Infix expressions on the other hand have an operator and two arms ex.: 5 + 2

The parsing functions

Here is how we parse an integer

  parseIntegerExpression() {
    return new IntegerLiteral(this.currToken, Number.parseInt(this.currToken.Literal, 10));
  }

And here’s the implementation for the parsing of infix expression

parseInfixExpression(leftExp: Expression) {
    const token = this.currToken;
    const precedence = this.currPrecedence();

    this.nextToken();
    const rightExp = this.parseExpression(precedence);

    return new InfixExpression(token, leftExp, token.Literal, rightExp);
}

We save the current token
Get it’s precedence
Read the next token
Parse the right expression
return a new InfixExpression

The magic of the algorithm

This is were we get to the meat and potatoes of the algorithm, the parseExpression function is as followed

parseExpression(precedence: PRECEDENCES) {
    const prefix = this.prefixParseFn.get(this.currToken.Type);
    if (!prefix) {
      return;
    }

    let leftExp = prefix();


    while (this.peekPrecedence() > precedence
      && !this.peekTokenIs(TOKENS.SEMICOLON)) {
      const infix = this.infixParseFn.get(this.peekToken.Type);
      if (!infix) {
        console.log(`no infix for ${this.currToken.Literal}`);
        return leftExp;
      }

      this.nextToken();
      leftExp = infix(leftExp);
    }

    return leftExp;
  }

The algorithm can get messy if explained step by step like the other ones so I think it’s a better idea to explain the flow of thing rather than steps.

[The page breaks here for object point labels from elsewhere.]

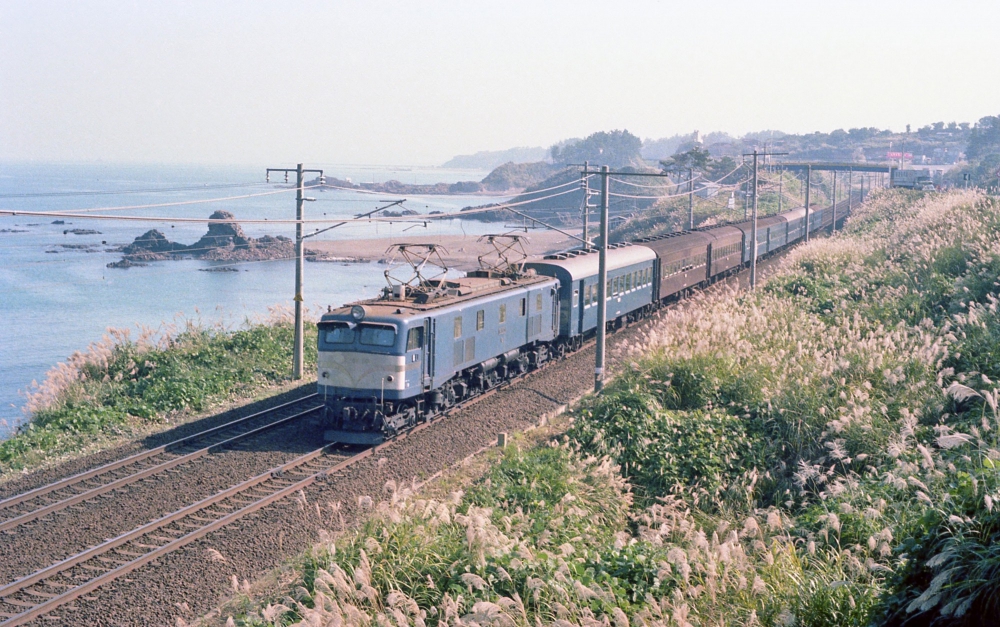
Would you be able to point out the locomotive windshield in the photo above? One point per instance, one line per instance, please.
(340, 333)
(378, 335)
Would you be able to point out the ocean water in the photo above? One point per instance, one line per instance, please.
(57, 295)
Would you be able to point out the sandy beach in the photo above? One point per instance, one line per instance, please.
(458, 251)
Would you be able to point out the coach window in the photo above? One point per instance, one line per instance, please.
(415, 339)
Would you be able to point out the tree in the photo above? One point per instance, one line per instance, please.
(984, 138)
(696, 158)
(615, 149)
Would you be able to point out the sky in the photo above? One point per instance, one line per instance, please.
(417, 82)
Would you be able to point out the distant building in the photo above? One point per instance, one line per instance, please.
(706, 189)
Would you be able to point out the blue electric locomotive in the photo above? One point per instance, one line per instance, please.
(385, 364)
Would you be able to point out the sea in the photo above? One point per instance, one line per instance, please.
(58, 296)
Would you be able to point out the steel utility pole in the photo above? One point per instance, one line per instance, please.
(781, 179)
(753, 228)
(602, 285)
(753, 224)
(297, 358)
(808, 185)
(850, 190)
(833, 225)
(690, 199)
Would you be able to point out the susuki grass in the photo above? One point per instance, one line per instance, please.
(822, 452)
(120, 382)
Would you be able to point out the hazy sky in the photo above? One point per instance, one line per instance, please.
(419, 81)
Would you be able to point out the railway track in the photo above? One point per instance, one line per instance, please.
(34, 504)
(38, 594)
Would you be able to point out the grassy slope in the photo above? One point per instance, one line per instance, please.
(823, 452)
(121, 384)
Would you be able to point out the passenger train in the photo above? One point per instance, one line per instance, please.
(387, 363)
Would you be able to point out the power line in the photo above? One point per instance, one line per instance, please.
(438, 216)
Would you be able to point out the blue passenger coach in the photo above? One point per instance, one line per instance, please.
(629, 287)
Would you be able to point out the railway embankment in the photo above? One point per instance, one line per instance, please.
(823, 451)
(126, 388)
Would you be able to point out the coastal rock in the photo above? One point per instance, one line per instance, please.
(125, 263)
(151, 246)
(224, 241)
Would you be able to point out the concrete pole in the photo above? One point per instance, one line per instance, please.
(753, 228)
(850, 190)
(586, 200)
(808, 185)
(297, 363)
(690, 199)
(833, 224)
(780, 181)
(602, 285)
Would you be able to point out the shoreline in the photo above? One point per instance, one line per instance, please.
(460, 252)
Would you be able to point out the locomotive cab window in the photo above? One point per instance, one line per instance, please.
(415, 338)
(340, 333)
(378, 334)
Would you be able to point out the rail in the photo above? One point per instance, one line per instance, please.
(68, 490)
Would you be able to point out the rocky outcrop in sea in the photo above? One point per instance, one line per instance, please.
(224, 241)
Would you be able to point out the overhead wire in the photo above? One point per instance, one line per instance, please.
(80, 214)
(125, 192)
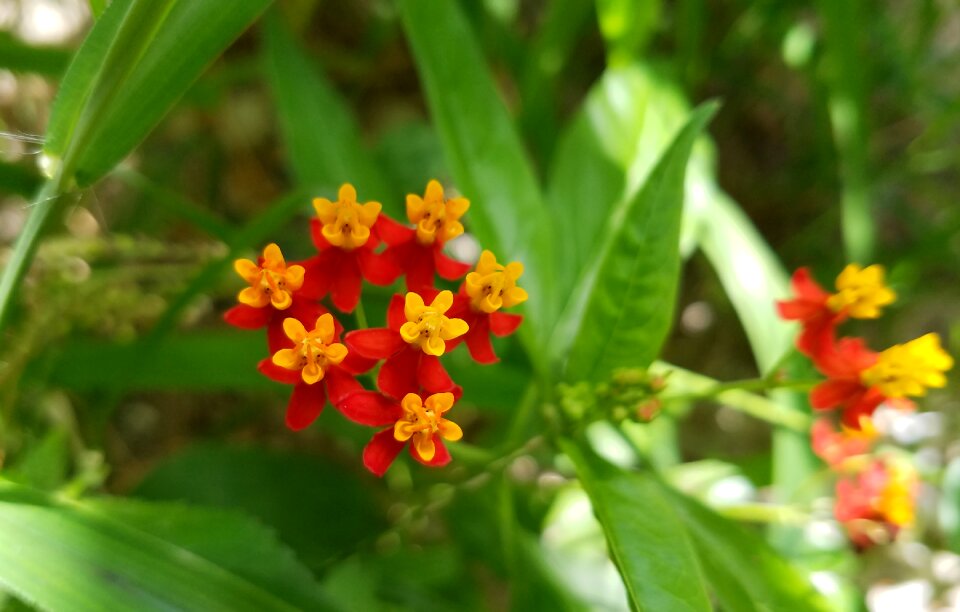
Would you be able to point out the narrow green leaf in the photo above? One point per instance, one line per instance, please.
(229, 539)
(20, 57)
(485, 153)
(324, 144)
(42, 207)
(743, 571)
(141, 56)
(64, 555)
(626, 123)
(629, 300)
(751, 275)
(645, 537)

The idea is that we always start off parsing the left side of an expression, we then check if the precedence of the next token is higher than the one we received as argument and if that’s the case, we parse an infix function.

When we call the infix function, we pass the left expression as an argument which will then decide if the expression belongs in the first of second node. This is what some people describe as “biding power” or “stealing” when they talk about Pratt parsing.

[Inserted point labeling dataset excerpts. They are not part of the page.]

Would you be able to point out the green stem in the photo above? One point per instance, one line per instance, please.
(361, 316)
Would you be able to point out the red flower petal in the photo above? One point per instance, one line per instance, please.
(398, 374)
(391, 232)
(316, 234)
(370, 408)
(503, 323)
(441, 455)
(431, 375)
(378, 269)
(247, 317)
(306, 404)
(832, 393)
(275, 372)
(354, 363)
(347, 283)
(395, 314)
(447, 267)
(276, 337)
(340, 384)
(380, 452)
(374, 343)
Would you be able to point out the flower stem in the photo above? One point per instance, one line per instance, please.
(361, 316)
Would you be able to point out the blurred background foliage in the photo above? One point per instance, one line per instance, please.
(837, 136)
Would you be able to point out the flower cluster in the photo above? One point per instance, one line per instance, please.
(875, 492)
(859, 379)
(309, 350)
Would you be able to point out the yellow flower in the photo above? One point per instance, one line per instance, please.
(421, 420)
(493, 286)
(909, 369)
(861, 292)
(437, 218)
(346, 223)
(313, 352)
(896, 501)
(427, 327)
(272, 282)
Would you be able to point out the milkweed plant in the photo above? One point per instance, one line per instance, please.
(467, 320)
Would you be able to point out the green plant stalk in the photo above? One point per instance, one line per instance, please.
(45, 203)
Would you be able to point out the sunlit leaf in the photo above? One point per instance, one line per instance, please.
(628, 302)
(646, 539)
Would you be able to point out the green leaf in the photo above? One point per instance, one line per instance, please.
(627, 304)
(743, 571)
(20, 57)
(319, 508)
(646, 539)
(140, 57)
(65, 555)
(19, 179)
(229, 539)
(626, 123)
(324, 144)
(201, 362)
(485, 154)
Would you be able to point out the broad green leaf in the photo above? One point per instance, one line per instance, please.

For example, if we had 3 + 6 * 8. When we get to parsing 6, we have to know where it belong Parsing example

The answer is the first one, since the multiplication has higher binding power, it enter the while loop and doesn’t return immediatly so it “steals” it. If we had it the other way around, 8 * 6 + 3 in that case, once the 6 would get passed to next expression leftExp = infix(leftExp), we would never enter the while loop and immediatly return the value.

It might be a better to say, instead of stealing a value, we pass the value to the next expression and it either decides to return it or keep it. The idea is to make it clear that the function is parsed and then passed around and not “stolen”.

Once you understand that, the rest is pretty self explanatory since the only thing that changes is the parsing expression. Each parsing function calls the main parseExpression function with it’s own precedence level and we end up with a fully parsed tree of nodes.